Untitled Burke/Tarses laffer greenlit by NBC
NBC has greenlit production of the untitled Matt Tarses/Bill Wrubel project — a half-hour laffer from NBC Studios’ Untitled Burke/Tarses Project.
With pilot pickup season starting to gather momentum, CBS also has greenlit “Clubhouse,” a drama from exec producers Mel Gibson and Aaron Spelling, along with scribe Daniel Cerone (“Charmed”).
As for the Peacock laffer, untitled comedy will revolve around two siblings: a workaholic ex-dork older sister and her slacker brother. Matt Tarses (“Scrubs”) and Wrubel (“Will & Grace”) create and wrote the pilot; they’ll exec produce with Matt’s sister, Jamie Tarses, and Karey Burke.
Pilot reps the first greenlight for the Untitled Burke/Tarses Project, as well as a chance for the Tarses siblings to work together.
Sister character is not based on Jamie Tarses, though Matt Tarses said there “are things about the character we stole from her. She can be very much a professional, but sometimes she can also be a goofball. I like that duality in a person.”

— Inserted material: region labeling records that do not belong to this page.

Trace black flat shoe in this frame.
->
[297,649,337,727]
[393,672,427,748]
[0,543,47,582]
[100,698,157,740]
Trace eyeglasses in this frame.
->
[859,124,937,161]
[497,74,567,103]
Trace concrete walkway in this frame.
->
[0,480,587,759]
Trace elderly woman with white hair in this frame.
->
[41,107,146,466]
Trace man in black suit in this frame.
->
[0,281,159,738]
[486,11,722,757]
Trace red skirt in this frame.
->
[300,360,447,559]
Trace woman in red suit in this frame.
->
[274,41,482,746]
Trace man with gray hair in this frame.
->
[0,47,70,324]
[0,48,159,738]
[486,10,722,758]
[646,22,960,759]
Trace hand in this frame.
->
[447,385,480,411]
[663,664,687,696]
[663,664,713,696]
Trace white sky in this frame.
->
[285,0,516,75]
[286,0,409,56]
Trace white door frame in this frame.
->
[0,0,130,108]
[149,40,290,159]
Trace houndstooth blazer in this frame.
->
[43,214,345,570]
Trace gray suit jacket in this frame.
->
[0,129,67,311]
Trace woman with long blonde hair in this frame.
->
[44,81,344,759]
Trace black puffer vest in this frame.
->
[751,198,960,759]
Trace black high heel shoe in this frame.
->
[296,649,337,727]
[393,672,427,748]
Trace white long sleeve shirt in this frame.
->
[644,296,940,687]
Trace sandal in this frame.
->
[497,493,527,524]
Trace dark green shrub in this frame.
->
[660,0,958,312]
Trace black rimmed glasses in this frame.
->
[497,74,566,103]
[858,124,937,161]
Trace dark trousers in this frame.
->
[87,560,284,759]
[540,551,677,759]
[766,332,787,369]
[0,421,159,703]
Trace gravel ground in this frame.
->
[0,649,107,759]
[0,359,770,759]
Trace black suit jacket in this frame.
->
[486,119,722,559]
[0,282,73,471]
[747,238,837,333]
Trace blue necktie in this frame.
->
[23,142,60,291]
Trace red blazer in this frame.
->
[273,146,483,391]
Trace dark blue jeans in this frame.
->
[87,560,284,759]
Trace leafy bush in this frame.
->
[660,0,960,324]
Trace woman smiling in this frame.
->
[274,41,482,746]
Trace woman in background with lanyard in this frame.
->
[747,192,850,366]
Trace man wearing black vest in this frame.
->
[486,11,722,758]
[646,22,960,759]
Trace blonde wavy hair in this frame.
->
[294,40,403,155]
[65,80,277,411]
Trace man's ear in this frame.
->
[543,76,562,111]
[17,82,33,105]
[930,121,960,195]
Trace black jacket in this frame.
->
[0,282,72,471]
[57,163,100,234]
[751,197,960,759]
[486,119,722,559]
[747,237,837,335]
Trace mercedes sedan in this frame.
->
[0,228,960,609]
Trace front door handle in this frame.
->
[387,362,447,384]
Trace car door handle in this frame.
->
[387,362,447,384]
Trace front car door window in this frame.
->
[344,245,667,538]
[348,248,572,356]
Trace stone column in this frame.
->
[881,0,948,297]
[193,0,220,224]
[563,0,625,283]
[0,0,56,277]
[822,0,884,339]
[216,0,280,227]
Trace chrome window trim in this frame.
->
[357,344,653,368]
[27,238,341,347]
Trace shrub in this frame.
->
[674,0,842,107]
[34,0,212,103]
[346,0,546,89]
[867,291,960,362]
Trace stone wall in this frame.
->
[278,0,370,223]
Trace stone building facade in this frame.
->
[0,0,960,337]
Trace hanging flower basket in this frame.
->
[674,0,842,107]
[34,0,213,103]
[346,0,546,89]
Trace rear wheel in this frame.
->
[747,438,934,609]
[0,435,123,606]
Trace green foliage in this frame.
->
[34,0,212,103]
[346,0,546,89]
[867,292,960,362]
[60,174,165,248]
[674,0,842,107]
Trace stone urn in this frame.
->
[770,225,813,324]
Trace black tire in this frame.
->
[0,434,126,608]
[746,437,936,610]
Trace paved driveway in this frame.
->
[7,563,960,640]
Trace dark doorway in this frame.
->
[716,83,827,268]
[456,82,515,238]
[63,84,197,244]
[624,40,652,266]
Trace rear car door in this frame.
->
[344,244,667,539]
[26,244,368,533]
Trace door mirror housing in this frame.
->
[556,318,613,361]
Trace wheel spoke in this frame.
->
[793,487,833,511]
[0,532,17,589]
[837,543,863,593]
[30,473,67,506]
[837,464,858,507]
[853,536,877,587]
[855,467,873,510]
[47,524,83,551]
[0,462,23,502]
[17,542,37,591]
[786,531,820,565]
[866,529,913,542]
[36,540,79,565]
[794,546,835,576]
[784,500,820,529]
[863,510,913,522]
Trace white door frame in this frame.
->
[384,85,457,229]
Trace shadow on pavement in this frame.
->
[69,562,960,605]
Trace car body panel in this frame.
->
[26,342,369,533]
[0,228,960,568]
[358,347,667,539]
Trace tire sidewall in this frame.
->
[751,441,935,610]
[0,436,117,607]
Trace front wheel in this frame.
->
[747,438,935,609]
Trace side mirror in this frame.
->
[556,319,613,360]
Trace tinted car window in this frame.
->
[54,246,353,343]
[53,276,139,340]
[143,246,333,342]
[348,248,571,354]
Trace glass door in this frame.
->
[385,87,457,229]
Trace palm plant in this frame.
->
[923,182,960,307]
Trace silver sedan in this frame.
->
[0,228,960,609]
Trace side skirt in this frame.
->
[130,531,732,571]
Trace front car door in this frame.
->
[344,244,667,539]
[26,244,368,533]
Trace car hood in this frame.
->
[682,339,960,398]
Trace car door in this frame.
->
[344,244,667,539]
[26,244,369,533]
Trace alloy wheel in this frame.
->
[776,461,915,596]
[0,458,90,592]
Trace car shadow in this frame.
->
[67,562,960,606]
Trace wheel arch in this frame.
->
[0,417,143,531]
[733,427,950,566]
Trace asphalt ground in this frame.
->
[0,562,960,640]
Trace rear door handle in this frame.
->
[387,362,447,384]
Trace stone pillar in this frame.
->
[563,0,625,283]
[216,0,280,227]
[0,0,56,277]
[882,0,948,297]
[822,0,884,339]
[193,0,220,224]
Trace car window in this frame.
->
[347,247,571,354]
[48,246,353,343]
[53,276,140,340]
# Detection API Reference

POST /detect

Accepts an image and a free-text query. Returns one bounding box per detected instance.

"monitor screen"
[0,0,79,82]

Wrubel’s brother also serves as an inspiration.
Burke said she and Jamie Tarses were “doing a big dance of joy” over the pickup.
“I’ve known Matt almost as long as Jamie, and Bill and I are old friends,” she said. “It’s a labor of love.”

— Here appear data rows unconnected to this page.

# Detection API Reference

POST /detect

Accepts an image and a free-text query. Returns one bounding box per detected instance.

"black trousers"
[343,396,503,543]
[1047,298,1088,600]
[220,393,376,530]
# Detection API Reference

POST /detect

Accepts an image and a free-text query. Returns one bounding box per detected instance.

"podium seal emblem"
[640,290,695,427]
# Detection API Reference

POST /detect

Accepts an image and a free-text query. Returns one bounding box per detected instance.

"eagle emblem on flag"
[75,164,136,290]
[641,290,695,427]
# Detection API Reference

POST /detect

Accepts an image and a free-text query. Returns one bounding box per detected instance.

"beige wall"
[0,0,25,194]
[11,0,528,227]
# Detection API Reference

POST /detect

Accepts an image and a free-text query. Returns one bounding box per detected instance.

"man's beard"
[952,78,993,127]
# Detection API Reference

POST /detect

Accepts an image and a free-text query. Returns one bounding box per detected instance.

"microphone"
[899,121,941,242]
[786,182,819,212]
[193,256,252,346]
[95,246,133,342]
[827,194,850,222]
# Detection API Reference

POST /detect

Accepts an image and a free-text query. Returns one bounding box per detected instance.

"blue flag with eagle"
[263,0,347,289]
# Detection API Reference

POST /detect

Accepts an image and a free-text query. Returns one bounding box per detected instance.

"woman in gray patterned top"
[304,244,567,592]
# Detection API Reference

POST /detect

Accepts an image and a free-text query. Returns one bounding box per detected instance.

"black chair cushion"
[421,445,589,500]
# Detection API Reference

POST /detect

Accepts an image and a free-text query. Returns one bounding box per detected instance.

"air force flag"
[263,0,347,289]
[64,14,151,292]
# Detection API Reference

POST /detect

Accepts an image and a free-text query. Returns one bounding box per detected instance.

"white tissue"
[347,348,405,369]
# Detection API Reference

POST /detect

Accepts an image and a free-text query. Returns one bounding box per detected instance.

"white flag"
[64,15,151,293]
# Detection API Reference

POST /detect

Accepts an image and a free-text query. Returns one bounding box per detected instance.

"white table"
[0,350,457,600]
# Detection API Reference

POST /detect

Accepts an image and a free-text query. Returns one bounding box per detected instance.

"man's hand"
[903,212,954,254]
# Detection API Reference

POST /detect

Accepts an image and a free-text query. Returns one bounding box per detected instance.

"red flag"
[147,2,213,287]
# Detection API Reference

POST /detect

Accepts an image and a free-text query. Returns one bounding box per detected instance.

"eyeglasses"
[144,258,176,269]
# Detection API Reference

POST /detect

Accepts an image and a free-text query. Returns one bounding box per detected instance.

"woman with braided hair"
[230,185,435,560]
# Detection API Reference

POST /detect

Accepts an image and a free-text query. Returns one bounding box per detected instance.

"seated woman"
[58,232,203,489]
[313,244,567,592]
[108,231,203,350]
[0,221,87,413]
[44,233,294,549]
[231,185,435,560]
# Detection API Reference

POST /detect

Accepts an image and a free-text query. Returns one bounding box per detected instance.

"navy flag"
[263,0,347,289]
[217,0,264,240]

Over at CBS, “Clubhouse” will be produced by Gibson’s Icon Prods. and Spelling TV. Pilot is based on an upcoming book by Matt McGough, recounting his experience as a bat boy in the early 1990s.
Show will revolve around Pete Young, a 16-year-old who lands a dream gig as a bat boy for the New York Yankees.
“Thematically it’s a show about a boy who’s learning to be a man essentially in a world of overgrown boys,” Cerone said. “Beyond that I see it as a adventure show. Every week Pete is getting access to adults and adult situations that a normal 16-year-old would never encounter. And it’s a story of firsts: his first love, his first kiss, first beer, first fistfight.”
Cerone will exec produce, along with Gibson, Spelling, Bruce Davey and E. Duke Vincent. McGough will serve as a producer.